Dr. Hans-Lukas Kieser (Associate Professor at the University of Newcastle, Australia), the final speaker for the second session, will present his research on “Opium for the Oblivion of Genocide: The Kemalist Elite’s History Thesis.”
Abstract: The Turkish History Thesis of the 1930s served a non-Islamic identity construction in the post-Ottoman Republic of Turkey by integrating Turks into a racially constructed white Aryan West. It made Turkdom the cradle of human civilization and “proto-Turks” the pre-historic natives of Asia Minor. Young Turk and Kemalist narratives of national salvation, starting in the early 1910s, culminated in a thesis that emphasized glorious Turkish history cleansed from foreign influence. The contemporary exclusive control of Anatolia by radically nationalistic Turks was given ethno-historical credentials and the disappearance of the others (Armenians, Greeks, etc.) was portrayed as a natural and logical historical process. This paper underlines the History Thesis’ contemporary centrality and topicality, in contrast to a dispensable curiosity. The exalted and exuberant nature of the arguments served Kemalist élites as opium to obliviate the perpetration of genocide during their Turkey’s foundation.
Afternoon Session 2:
Chair: Dr. Stephan H. Astourian, (Director of the Armenian Studies Program and Associate Adjunct Professor, Department of History, U.C. Berkeley), will introduce the final panel of speakers.
Dr. Etienne Copeaux (Independent researcher), will pose the question: “Is Turkey Condemned to Nationalism after the Genocide?” He will present his research regarding the matter.
Abstract: By formulating the hypothesis of the existence in Turkey of a general feeling of guilt consecutive to the genocide, I would like to reconsider nationalism and history-writing in Turkey, in their excessive characteristics, as effects of the genocide.

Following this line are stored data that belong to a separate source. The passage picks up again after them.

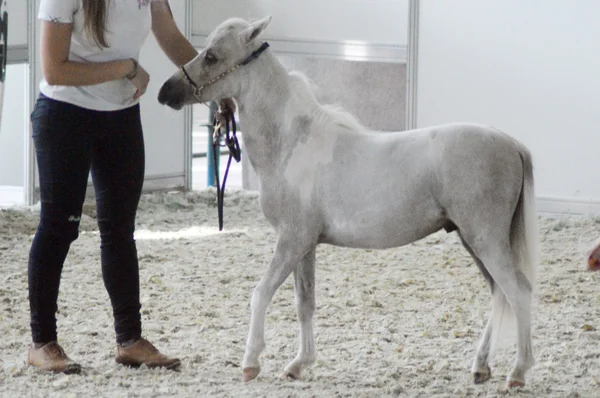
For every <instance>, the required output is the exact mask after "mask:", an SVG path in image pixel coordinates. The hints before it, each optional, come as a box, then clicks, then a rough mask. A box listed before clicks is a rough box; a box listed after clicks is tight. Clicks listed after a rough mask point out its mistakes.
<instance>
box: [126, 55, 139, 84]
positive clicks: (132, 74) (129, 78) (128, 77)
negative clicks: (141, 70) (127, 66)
mask: <svg viewBox="0 0 600 398" xmlns="http://www.w3.org/2000/svg"><path fill="white" fill-rule="evenodd" d="M129 59H130V60H132V61H133V70H132V71H131V72H129V73H128V74H127V75H125V77H126V78H128V79H129V80H131V79H133V78H134V77H136V76H137V69H138V62H137V61H136V60H135V59H133V58H129Z"/></svg>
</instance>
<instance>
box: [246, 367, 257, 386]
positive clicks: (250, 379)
mask: <svg viewBox="0 0 600 398" xmlns="http://www.w3.org/2000/svg"><path fill="white" fill-rule="evenodd" d="M242 372H243V373H242V381H243V382H244V383H246V382H248V381H250V380H254V379H256V376H258V374H259V373H260V368H244V370H243V371H242Z"/></svg>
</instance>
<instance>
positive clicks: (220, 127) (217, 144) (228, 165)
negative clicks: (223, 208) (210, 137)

In fact, the sense of guilt added to the impossibility to mourn has necessitated what Mitscherlich called the “emergency exits,” that is, the prejudices and stereotypes able to ensure “that nothing prevents the process of repression or denial.” After a glance over some features of Turkish nationalism and over the State’s takeover of history, I will evoke some aspects of the vision of Turkish history under the rule of R.T. Erdogan.
Dr. Hamit Bozarslan (Professor, Ecole des hautes études en sciences sociales, Paris), the final speaker of day, will discuss his research on, “Kairos against Chronos: The Role of Chiliasm in the Making of Unionism and Erdoganism”
Abstract: As is well-known, the German sociologist Karl Mannheim has defined chiliasm as the Kairos’s will to take revenge against Chronos. In spite of their multiple differences and the sharp contrasts that we observe between the 1910s and the 2010s, the Unionist and Erdoganist cartels of power share the same vision: the Turkish nation has a historical mission interrupted by internal and external enemies and traitors. They interpret history as a permanent Social-Darwinist war between “species” and they understand the future as the time of the ultimate revenge against the past. Their ambition is to undo what Chronos has instituted in time.